Beantwoording vragen over het stopzetten van hulp door Cordaid aan Suriname

Graag bied ik u hierbij de antwoorden aan op de schriftelijke vragen gesteld door het lid Gill'ard over het stopzetten van hulp door Cordaid aan Suriname. Deze vragen werden ingezonden op 26 juni 2009 met kenmerk 2009Z12492.

De Minister voor Ontwikkelingssamenwerking,

Bert Koenders

Antwoorden van de heer Koenders, Minister voor Ontwikkelingssamenwerking op vragen van het lid Gill'ard (PvdA) over het stopzetten van hulp door Cordaid aan Suriname.

Vraag 1

Bent u op de hoogte van de klacht van negen door Cordaid gefinancierde organisaties in Suriname dat Cordaid eenzijdig heeft besloten om per 1 januari 2011 niet langer programma’s te financieren in Suriname?

Antwoord

Ja.

Vraag 2
Bent u op de hoogte van het feit dat Cordaid als reden voor dit besluit het nieuwe beleid voor ontwikkelingssamenwerking noemt (MFS II)? 1)

Antwoord

Ja. In de brief aan haar Surinaamse partnerorganisaties geeft Cordaid als belangrijkste reden voor dit besluit “de aangekondigde beslissing van minister Koenders om de subsidieverlening te koppelen aan een grotere concentratie van landen en thema’s”. Dit is onjuist, aangezien er binnen het nieuwe beleid niet wordt gestreefd naar een concentratie op thema’s. Er wordt wel gestreefd naar een concentratie op de partnerlanden, maar Suriname is een partnerland. Cordaid is aangesproken op deze onjuistheid en betreurt dat dit op deze manier in de brief is gekomen. Zij heeft hiervoor haar excuses aangeboden.

Vraag 3
Deelt u de mening dat Cordaid ook binnen het nieuwe beleidskader voor maatschappelijke organisaties in Nederland en ontwikkelingslanden financiering voor programma’s in Suriname zou kunnen aanvragen, zeker omdat Suriname een partnerland van Nederland is op het gebied van ontwikkelingssamenwerking?

Antwoord

Ja, deze mening deel ik. In het nieuwe beleidskader MFS II zal als bepaling worden opgenomen dat tenminste 60% van de MFS-bestedingen in partnerlanden moet plaatsvinden. Het is de verantwoordelijkheid van Cordaid om aan deze norm te voldoen. Het MFS beleidskader bepaalt niet in welke specifieke landen de bestedingen moeten plaatsvinden. Zowel binnen het huidige MFS als binnen het nieuwe beleidskader MFS II is de landenkeuze een autonoom besluit van de MFS-organisatie, in dit geval Cordaid.

Vraag 4
Zijn in het verleden tussen Cordaid en het ministerie of tussen Cordaid en de gesubsidieerde NGO’s in Suriname afspraken gemaakt over continuïteit en verantwoord afbouwen van programma’s en projecten?

Antwoord

Cordaid heeft een algemeen beleid voor verantwoorde afbouw van programma’s en projecten, dat ook op Suriname van toepassing is. Concreet betekent dit dat Cordaid na een besluit tot afbouwen een afbouwperiode in acht neemt, waarin afspraken op maat worden gemaakt over verantwoorde afbouw en de betreffende organisatie in staat wordt gesteld zich te oriënteren op andere financieringsbronnen.

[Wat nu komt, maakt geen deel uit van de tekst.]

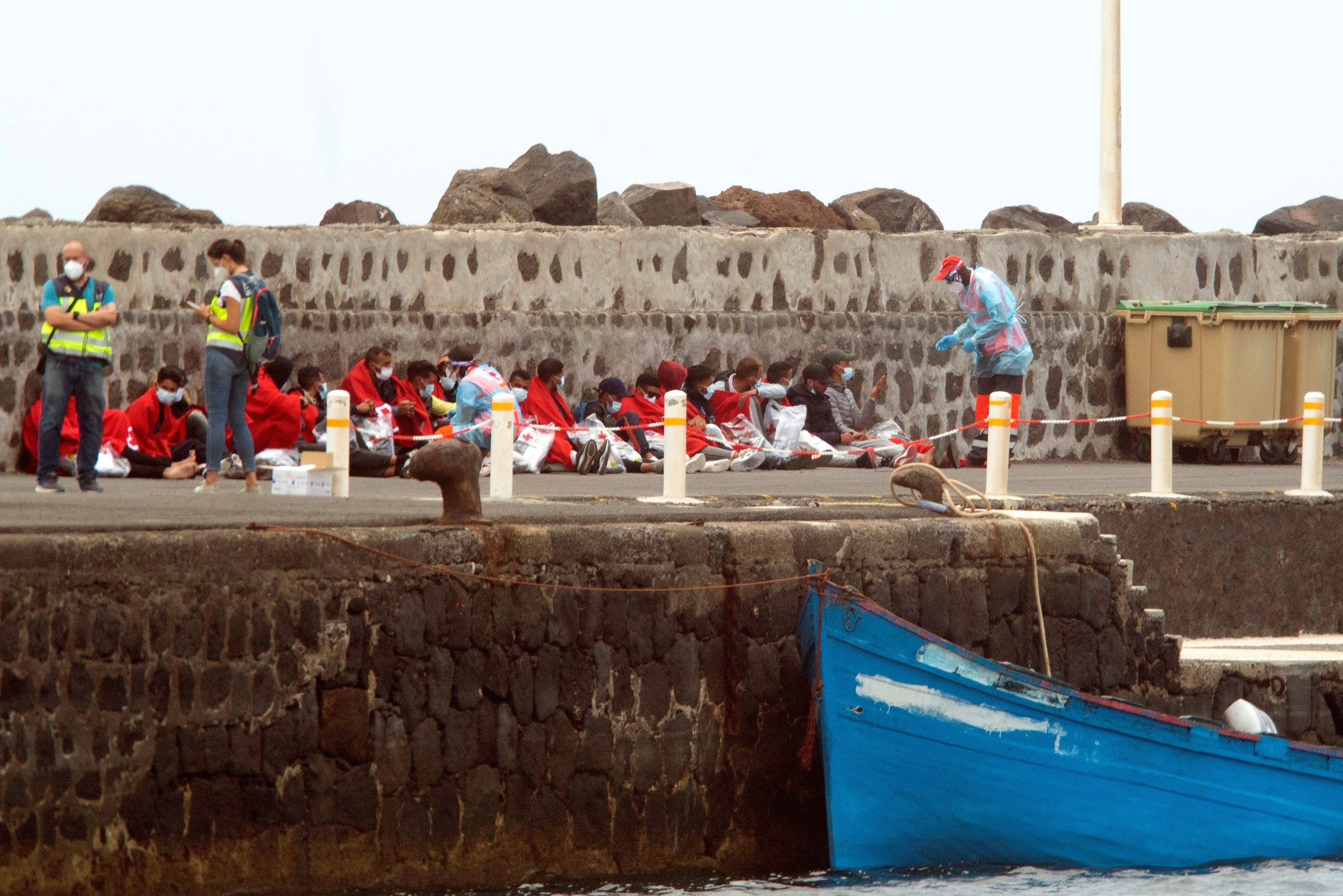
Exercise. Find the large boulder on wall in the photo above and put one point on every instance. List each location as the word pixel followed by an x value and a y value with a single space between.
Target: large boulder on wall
pixel 889 211
pixel 613 213
pixel 146 206
pixel 792 209
pixel 669 205
pixel 1028 218
pixel 483 197
pixel 1321 214
pixel 359 213
pixel 562 187
pixel 713 217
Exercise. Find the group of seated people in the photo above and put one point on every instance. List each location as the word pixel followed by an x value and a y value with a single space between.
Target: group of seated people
pixel 732 417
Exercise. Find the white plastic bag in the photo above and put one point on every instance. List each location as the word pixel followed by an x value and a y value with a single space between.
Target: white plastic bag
pixel 789 422
pixel 742 432
pixel 110 464
pixel 279 457
pixel 376 432
pixel 530 449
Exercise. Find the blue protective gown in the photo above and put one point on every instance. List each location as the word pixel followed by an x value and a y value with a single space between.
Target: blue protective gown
pixel 994 325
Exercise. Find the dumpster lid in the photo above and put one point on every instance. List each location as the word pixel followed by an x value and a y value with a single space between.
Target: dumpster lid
pixel 1225 307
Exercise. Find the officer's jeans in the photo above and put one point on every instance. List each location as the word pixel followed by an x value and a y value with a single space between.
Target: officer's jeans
pixel 226 403
pixel 81 378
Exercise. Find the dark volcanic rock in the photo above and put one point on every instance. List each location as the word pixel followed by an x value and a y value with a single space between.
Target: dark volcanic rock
pixel 662 205
pixel 713 217
pixel 1028 218
pixel 891 211
pixel 483 197
pixel 562 187
pixel 613 213
pixel 33 217
pixel 1321 214
pixel 146 206
pixel 1150 218
pixel 792 209
pixel 359 213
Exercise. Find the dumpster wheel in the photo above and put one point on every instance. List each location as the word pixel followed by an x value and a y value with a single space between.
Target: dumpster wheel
pixel 1216 451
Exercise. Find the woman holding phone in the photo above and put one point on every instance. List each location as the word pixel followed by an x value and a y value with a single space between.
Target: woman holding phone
pixel 229 319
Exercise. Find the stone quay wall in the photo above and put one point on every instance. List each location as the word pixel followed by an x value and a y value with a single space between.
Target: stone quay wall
pixel 1231 566
pixel 616 301
pixel 223 711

Binnen MFS II zal, op advies van uw Kamer, met betrekking tot de eis dat tenminste 60% van de MFS-bestedingen in partnerlanden moet plaatsvinden een infaseertermijn van vier tot vijf jaar gehanteerd worden om programma’s verantwoord af te kunnen bouwen en zo kapitaalvernietiging te voorkomen.

Vraag 5

In het beleidskader MFS II is een klachten- en bezwaarregeling opgenomen voor burgers en organisaties uit ontwikkelingslanden. De negen door Cordaid gefinancierde organisaties in Suriname vallen nog onder MFS I, kunnen zij op dit moment bezwaar maken en zo ja, waar?

Antwoord

Cordaid heeft een klachtenprocedure voor partnerorganisaties uit ontwikkelingslanden. Alle organisaties zijn hierover door Cordaid geïnformeerd en kunnen hierop een beroep doen. Klachten over besluiten van Cordaid kunnen bij Cordaid worden ingediend en zullen conform de klachtenprocedure worden behandeld.